Толстяк Чарли выпил.
Скорбь пронизывала его, пока он пил, наполняя голову и тело ощущением потери и болью утраты, накрывая его с головой, как океанская волна.
Вот уже слезы потекли по лицу, растворяясь в бокале. Он ощупал карман в поисках платка. Паук разлил остатки черного вина.
– Так это вино здесь правда продают?
– У них была бутылка, но они об этом не знали. Нужно было просто напомнить.
Толстяк Чарли высморкался.
– Я никогда не знал, что у меня есть брат, – сказал он.
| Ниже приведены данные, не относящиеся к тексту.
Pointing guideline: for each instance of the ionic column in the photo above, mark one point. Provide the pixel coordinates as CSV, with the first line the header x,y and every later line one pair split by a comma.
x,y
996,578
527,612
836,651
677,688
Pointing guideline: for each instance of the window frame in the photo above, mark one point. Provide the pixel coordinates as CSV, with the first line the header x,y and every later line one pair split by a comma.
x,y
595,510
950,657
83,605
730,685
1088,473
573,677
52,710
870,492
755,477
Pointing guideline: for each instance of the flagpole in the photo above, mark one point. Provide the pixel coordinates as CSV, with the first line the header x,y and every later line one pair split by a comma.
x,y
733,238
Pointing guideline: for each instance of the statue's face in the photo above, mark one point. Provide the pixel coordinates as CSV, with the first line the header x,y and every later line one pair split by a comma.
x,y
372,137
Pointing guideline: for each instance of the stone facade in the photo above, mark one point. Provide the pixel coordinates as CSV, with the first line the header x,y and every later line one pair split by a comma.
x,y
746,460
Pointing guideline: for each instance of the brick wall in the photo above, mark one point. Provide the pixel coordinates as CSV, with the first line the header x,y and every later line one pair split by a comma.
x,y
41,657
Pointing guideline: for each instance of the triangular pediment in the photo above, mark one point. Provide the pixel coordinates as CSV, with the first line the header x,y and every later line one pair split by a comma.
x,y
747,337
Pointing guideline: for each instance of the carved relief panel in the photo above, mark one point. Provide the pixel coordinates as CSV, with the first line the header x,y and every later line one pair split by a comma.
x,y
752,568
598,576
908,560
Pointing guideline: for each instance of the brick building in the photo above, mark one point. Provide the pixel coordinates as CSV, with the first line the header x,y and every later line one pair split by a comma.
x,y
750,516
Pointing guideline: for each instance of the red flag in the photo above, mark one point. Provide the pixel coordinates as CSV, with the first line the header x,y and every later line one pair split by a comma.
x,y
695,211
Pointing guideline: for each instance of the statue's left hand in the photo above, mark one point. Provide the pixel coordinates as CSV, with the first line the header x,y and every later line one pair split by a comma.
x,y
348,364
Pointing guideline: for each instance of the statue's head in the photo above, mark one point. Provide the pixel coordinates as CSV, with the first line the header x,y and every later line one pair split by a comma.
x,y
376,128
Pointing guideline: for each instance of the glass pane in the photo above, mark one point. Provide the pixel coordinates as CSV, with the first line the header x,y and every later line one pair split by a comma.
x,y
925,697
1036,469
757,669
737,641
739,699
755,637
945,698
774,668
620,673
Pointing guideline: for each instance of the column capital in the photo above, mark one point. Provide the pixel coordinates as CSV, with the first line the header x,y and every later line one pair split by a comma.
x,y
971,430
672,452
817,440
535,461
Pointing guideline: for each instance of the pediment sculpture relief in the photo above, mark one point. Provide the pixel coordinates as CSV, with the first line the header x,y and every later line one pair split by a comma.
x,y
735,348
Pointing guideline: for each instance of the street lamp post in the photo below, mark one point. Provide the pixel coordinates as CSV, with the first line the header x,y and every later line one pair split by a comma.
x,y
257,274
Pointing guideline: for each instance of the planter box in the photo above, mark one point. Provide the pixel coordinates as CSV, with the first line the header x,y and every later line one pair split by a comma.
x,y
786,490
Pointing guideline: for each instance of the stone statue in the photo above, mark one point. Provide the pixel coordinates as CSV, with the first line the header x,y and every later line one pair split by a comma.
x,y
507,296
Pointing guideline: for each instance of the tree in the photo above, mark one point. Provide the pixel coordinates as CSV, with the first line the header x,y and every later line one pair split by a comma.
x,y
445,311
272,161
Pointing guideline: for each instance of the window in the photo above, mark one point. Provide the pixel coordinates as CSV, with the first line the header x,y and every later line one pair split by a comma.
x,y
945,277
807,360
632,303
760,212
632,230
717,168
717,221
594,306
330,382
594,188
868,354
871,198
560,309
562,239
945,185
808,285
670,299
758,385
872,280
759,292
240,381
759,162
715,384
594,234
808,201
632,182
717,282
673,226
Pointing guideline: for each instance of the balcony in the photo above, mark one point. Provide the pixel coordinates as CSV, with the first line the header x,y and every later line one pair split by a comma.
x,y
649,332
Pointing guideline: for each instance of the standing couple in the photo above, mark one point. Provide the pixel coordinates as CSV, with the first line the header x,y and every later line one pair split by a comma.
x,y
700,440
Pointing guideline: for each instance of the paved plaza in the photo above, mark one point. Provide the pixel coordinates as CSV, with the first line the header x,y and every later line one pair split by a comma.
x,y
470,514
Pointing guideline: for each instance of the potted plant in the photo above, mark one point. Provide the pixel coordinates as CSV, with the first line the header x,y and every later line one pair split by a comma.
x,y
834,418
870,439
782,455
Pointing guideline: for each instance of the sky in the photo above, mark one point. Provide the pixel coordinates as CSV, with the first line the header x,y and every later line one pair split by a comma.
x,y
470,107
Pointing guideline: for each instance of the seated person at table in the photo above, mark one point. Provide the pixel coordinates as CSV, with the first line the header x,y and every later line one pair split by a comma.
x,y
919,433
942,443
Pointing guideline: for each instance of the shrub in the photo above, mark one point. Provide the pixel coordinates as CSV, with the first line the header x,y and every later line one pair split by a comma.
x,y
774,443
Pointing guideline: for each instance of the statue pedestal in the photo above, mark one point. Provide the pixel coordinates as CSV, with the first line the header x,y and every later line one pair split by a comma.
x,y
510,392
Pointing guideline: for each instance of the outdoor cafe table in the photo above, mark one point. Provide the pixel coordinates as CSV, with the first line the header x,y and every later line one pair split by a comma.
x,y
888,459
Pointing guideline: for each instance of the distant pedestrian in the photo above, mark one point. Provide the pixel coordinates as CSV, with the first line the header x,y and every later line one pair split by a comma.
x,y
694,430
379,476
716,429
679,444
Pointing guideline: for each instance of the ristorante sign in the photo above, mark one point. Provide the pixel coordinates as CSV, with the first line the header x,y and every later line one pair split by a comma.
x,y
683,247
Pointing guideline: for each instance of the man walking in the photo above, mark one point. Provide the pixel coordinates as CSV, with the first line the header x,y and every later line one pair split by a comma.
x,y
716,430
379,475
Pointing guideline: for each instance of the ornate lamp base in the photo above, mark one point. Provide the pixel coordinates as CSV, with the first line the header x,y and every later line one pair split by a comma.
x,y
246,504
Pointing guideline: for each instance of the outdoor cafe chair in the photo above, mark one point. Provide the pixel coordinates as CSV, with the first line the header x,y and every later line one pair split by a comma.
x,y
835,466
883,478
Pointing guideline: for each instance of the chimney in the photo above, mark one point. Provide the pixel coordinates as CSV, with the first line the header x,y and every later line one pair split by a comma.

– Я знал, – сказал Паук. – Всегда хотел тебя отыскать, но стеснялся. Знаешь, как это бывает.
– Не совсем.
– Случались всякие вещи.
– Какие вещи?
– Вещи. Случались. Вот что делают вещи. Они случаются. Невозможно рассчитывать, что удастся за всем уследить.
– Напр’мер?
Паук отпил еще вина.
– Хорошо. В последний раз, когда я решил, что мы должны встретиться, я, типа, целыми днями это обдумывал. Чтобы все хорошо прошло. Нужно было выбрать, во что одеться. Затем нужно было решить, что сказать, когда мы встретимся. Встреча двух братьев это ж, типа, тема для эпоса, разве нет? Я решил, что единственная возможность изъясниться в подобающем тоне, – это если говорить стихами. Но какими стихами? Прочитать рэп? Устроить декламацию? В смысле, я ведь не собирался приветствовать тебя лимериком. Итак. Это должно быть что-то кромешное, мощное, ритмическое и эпическое. И я нашел нужное начало. Идеальная первая строка. «Кровь взывает к крови, как сирены в ночи». Этим многое сказано. Я знал, что мог бы все в них вместить: людей, умирающих на улицах, пот и кошмары, несокрушимую мощь свободных духом. Все бы туда засунул. Но потом я стал придумывать вторую строку, и все пошло наперекосяк. Самое лучшее, что пришло в голову, было: «Малтай[16]-талалалай-талалалай-не-кричи».
16
Почему малтай – потому что шалтай (humpty-dumpty). Аллюзия на стишок про Шалтая-Болтая в книге Л. Кэрролла «Алиса в Зазеркалье» в переводе А. Щербакова.